Storing files on Amazon's S3
Let's say you want to provide lots of media files online as part of your site. (These could be videos, or mp3's of say sermons, podcasts, or your music).
Most web hosting packages today offer a generous amount of storage and bandwidth. For example, GoDaddy offers 5 GB of storage and 250 GB of bandwidth for just $3.99 pm, or 100 GB of storage and 1,000 GB of bandwidth for $6.99 pm (less if you pay for a year or more).
(Note that bandwidth is the amount of data moving in and out of your account each month.
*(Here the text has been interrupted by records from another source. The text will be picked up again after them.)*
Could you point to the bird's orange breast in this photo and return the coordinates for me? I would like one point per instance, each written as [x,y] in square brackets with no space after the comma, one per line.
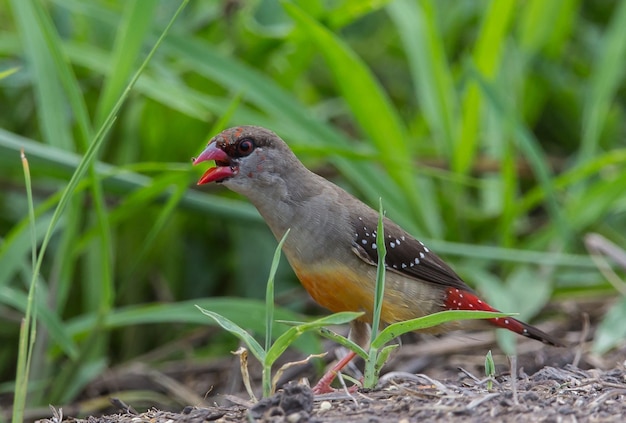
[338,287]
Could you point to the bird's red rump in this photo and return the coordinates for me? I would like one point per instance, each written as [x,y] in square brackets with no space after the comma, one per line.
[457,299]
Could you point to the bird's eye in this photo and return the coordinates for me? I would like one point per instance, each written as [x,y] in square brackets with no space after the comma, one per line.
[245,147]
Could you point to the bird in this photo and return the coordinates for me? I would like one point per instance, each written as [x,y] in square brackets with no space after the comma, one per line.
[332,246]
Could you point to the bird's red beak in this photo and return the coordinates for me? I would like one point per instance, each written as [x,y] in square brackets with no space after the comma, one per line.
[223,169]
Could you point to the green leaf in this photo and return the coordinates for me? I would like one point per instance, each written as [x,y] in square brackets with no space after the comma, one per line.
[287,338]
[237,331]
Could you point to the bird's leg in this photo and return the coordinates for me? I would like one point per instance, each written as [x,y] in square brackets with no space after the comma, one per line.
[360,334]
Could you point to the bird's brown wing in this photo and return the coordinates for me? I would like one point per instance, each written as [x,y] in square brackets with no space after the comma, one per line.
[405,255]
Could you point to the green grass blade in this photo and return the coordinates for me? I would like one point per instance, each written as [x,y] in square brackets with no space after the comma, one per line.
[134,28]
[605,82]
[28,328]
[487,56]
[381,268]
[431,75]
[343,341]
[375,115]
[237,331]
[269,293]
[286,339]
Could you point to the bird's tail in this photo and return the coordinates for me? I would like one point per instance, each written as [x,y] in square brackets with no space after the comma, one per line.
[458,299]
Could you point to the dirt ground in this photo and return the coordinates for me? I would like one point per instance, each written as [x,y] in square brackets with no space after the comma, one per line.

So if you upload thirty 10 MB files, that's 300 MB of upload bandwidth used that month, and if your users then download just one of those files five hundred times, that will be a further 5 GB of download bandwidth, for a total of 5.3 GB of bandwidth used that month).
What however if a video on your site gets mentioned in a popular blog read by hundreds of thousands of people, many of them who then try and download it? This is what is known as the Slashdot effect. The popular online technical news site Slashdot, with 5.5 million visitors a month, often links to previously obscure items of news. Then over the next few hours up to a million people suddenly try to access that item! Often the server hosting the item crashes. But let's say it doesn't - the person hosting that account may get a whopping bill that month for extra bandwidth usage! Say the item was a 20 MB video, and it was downloaded a million times - this would be 20,000 GB of bandwidth!
There is an alternative. Companies like Google and Amazon see a future in which we will have everything stored in 'the cloud' online. Having already spent billions on developing enormous data centers, they are starting to make their facilities available for other people to use as well.
Amazon's S3 (Simple Storage Service) is one such offering. It allows you to store your files on Amazon's servers, either in the US or in Europe, for a miniscule sum of money. Here are S3's basic rates for the US (Europe is slightly different).
Storage
$0.15 per GB-Month of storage usedData Transfer
$0.10 per GB - all data transfer in$0.18 per GB - first 10 TB / month data transfer out
$0.16 per GB - next 40 TB / month data transfer out
$0.13 per GB - data transfer out / month over 50 TB
So if you have 100 GB of storage online, this would cost you $15 per month. If you used the 2,000 GB (or 2 TB) of bandwidth we mentioned above, this would cost you a further $360 - a very reasonable bill for a million downloads of a 20 MB video!!!
I recently decided to use Amazon's S3 service to store all the sermons for our church. These already take up over 3.5 GB, and while we're not expecting a million people to simultaneously download any of them soon, the price of storage was very attractive!
S3 is surprisingly easy to use. You will need to start by creating an account on Amazon for using S3. Go to the Amazon S3 page and click on this link:
![]()
You will need to enter a credit card number. Once you have set up your account, Amazon will send you an email with a link to a page that has your Access Key ID and Secret Access Key. You will need these to access S3.
![]()

S3 stores files in a different way to regular web hosts, so you will need a special S3 client program to interface to S3. On Windows there is a excellent free Firefox extension called S3Fox that opens and runs in a tab in your browser. Or you can purchase the standalone Bucket Explorer program for $29.99. Both have strengths and weaknesses, and I'll be using them both in the rest of this tutorial. On the Mac, Panic Inc's Transmit FTP program now also supports S3, as does BinaryNight's Forklift (which also supports FXP).
S3 stores files in buckets. These are containers that can hold an unlimited number of objects, or files. Each account can have up to 100 buckets, and you can specify for each bucket whether it is to be hosted in the US or in Europe. So your first step, once you have installed one of these programs and logged into S3 with your Access Key ID and your Secret Access Key, will be to create a bucket to hold your files. Please note that bucket names have to be unique across all users in the entire S3 space.
Once you have created a bucket, you can then upload files to it from any directory on your computer, much as one does with an FTP program. You can also create folders within buckets. Here is what it looks like in Bucket Explorer:

Here is the same process in S3Fox. Note that you will not see the word 'bucket' anywhere when you first log into S3Fox - it refers to folders throughout, but the top-level folders for each account are the buckets.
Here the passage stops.